2026-2030 Outlook: Analysts at the Wilson Center and Bloomberg Economics project that bilateral trade could surpass $1 trillion annually by 2028, sustaining the current pace of integration.
Call to Action: Scientika works with companies, industry chambers, and state governments to analyze their exposure to the Mexico-United States trade relationship. To request a sectoral assessment, write to [[email protected]](mailto:[email protected]).
Fuentes
Frequently Asked Questions
How much did bilateral trade between Mexico and the United States reach in 2025?
$840 billion, making Mexico the top U.S. trading partner for the second consecutive year, ahead of both China and Canada, according to the U.S. Census Bureau.
What share of Mexican exports to the United States contains U.S.-made inputs?
Approximately 40%, the highest rate among any U.S. trading partner, compared to just 4% for Chinese exports, according to the U.S. International Trade Commission.
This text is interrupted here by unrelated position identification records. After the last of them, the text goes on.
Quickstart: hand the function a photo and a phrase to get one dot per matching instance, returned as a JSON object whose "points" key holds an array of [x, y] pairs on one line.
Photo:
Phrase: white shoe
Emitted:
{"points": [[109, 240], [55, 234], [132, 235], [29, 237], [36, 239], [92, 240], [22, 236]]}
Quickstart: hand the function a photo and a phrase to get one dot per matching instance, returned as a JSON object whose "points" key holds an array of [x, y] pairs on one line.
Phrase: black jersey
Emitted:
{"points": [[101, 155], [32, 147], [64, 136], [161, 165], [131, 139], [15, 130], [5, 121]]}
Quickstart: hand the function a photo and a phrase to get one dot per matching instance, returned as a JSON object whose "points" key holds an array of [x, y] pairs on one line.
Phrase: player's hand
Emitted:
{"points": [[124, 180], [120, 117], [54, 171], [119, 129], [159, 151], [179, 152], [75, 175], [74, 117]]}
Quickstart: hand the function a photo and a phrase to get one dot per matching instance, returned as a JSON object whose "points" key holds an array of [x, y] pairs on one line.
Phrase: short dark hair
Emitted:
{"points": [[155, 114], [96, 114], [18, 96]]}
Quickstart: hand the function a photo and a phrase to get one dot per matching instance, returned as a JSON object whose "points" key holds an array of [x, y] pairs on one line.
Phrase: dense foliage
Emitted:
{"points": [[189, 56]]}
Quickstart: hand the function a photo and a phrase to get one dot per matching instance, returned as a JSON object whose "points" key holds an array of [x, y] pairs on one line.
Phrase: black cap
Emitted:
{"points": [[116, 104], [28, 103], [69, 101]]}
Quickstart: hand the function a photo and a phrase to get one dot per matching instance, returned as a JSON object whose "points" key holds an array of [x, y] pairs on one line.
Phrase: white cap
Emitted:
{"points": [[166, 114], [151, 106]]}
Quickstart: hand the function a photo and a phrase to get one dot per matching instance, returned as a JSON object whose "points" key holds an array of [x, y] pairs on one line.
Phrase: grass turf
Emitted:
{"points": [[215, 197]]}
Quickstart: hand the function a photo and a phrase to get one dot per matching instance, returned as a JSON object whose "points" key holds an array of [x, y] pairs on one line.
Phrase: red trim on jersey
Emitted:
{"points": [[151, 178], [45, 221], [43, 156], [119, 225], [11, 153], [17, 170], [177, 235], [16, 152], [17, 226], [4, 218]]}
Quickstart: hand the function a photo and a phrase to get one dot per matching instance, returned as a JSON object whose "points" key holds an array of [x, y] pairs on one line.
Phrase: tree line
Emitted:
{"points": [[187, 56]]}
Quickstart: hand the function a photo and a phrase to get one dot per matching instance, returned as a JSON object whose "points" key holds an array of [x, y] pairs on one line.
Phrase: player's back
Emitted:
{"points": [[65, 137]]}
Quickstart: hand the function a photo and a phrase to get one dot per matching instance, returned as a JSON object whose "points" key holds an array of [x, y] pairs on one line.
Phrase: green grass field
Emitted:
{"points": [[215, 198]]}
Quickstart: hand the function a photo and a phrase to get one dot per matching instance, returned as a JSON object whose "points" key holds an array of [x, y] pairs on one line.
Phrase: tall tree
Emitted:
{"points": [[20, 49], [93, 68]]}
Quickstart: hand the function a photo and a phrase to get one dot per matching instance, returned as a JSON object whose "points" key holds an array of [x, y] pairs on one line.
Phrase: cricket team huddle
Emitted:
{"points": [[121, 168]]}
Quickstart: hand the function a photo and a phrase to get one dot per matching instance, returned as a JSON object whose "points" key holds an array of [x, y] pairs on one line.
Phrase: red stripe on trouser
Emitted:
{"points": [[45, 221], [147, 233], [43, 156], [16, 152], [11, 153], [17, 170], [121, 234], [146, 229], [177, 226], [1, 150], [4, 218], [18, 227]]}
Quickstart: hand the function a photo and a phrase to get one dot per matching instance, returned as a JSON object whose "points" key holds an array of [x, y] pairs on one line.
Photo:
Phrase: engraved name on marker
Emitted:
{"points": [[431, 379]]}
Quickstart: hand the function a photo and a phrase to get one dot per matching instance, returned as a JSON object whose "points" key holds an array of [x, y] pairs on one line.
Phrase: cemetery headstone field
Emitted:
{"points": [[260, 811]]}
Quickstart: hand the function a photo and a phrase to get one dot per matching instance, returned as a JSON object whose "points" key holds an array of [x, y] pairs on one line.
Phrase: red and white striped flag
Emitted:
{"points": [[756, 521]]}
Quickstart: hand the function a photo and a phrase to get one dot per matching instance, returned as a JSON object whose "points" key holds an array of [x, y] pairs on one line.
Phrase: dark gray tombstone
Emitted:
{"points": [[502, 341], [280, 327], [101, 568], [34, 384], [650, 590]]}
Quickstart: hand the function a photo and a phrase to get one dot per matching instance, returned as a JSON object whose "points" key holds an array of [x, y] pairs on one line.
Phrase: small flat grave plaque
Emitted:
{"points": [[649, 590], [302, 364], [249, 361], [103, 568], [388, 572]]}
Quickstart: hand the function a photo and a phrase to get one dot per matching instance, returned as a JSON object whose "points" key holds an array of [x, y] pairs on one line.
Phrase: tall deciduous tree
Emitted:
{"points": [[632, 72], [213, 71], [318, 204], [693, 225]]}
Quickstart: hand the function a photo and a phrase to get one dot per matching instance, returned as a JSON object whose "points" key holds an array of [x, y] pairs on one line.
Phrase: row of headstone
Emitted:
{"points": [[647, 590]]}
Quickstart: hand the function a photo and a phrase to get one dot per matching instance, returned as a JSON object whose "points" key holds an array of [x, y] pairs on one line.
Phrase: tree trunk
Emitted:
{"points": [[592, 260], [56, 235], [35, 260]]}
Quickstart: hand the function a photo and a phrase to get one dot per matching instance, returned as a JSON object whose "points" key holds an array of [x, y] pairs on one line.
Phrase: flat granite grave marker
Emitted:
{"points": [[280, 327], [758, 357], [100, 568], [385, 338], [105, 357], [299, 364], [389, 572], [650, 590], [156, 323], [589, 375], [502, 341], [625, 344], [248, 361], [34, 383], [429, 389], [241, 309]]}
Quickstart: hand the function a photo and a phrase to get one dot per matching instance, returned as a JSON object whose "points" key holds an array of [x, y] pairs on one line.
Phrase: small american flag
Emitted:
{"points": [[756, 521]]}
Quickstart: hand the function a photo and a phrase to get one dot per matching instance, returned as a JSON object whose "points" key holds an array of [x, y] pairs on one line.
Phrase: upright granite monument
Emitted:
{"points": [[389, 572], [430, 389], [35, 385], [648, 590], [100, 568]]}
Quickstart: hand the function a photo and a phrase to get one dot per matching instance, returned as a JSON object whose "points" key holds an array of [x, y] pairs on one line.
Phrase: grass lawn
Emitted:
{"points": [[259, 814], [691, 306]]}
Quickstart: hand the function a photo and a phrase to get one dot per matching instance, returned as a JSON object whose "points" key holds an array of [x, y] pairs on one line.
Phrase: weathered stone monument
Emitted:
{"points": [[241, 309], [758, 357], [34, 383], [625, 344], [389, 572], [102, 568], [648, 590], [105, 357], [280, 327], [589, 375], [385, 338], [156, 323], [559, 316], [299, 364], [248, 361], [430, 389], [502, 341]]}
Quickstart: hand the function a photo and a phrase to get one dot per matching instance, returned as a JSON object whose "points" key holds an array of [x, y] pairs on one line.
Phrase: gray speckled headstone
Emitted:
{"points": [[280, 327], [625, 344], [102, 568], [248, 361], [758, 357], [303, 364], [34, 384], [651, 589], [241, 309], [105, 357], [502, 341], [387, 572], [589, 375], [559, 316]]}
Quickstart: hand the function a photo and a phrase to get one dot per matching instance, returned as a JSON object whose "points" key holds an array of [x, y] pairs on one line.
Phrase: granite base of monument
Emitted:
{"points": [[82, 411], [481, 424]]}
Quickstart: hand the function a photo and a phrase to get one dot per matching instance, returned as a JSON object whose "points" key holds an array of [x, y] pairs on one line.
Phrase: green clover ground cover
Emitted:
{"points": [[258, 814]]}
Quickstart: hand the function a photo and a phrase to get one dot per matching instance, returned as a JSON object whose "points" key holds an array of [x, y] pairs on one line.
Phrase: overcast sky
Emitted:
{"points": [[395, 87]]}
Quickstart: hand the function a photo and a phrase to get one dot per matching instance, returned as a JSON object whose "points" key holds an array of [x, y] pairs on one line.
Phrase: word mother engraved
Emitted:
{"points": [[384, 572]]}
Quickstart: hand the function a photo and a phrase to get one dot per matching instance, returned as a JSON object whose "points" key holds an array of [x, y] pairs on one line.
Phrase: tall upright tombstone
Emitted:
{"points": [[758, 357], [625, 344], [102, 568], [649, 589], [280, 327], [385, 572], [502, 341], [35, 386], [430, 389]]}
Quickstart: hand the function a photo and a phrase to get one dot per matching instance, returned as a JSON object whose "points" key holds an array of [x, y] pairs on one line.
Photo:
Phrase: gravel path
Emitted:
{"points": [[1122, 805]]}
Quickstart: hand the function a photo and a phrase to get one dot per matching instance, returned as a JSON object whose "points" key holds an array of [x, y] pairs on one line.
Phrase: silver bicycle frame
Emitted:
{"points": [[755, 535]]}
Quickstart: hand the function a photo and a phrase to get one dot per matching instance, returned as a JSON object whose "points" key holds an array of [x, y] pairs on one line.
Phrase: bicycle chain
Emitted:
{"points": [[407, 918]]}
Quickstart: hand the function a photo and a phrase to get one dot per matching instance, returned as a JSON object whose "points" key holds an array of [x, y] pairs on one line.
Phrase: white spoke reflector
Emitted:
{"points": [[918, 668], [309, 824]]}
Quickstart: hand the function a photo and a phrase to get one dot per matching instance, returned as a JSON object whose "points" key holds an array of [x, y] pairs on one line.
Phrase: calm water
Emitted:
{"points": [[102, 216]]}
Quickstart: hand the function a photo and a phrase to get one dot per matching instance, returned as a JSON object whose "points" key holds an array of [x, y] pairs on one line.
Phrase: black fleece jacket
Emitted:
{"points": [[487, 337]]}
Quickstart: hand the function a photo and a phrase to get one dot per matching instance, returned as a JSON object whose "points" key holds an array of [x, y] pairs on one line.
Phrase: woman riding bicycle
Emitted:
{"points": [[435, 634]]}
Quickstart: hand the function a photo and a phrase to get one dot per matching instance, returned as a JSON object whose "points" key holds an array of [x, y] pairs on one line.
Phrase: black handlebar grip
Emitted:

Which sectors drive Mexico-U.S. trade integration?
Four sectors account for more than 70% of bilateral trade: automotive, electronics, aerospace, and agri-food. In the automotive sector alone, a single vehicle crosses the border an average of eight times during assembly.
How many U.S. jobs are sustained by Mexico-U.S. trade?
Approximately 4.9 million, according to the U.S. Chamber of Commerce, concentrated in Texas, California, Michigan, Illinois, and Arizona.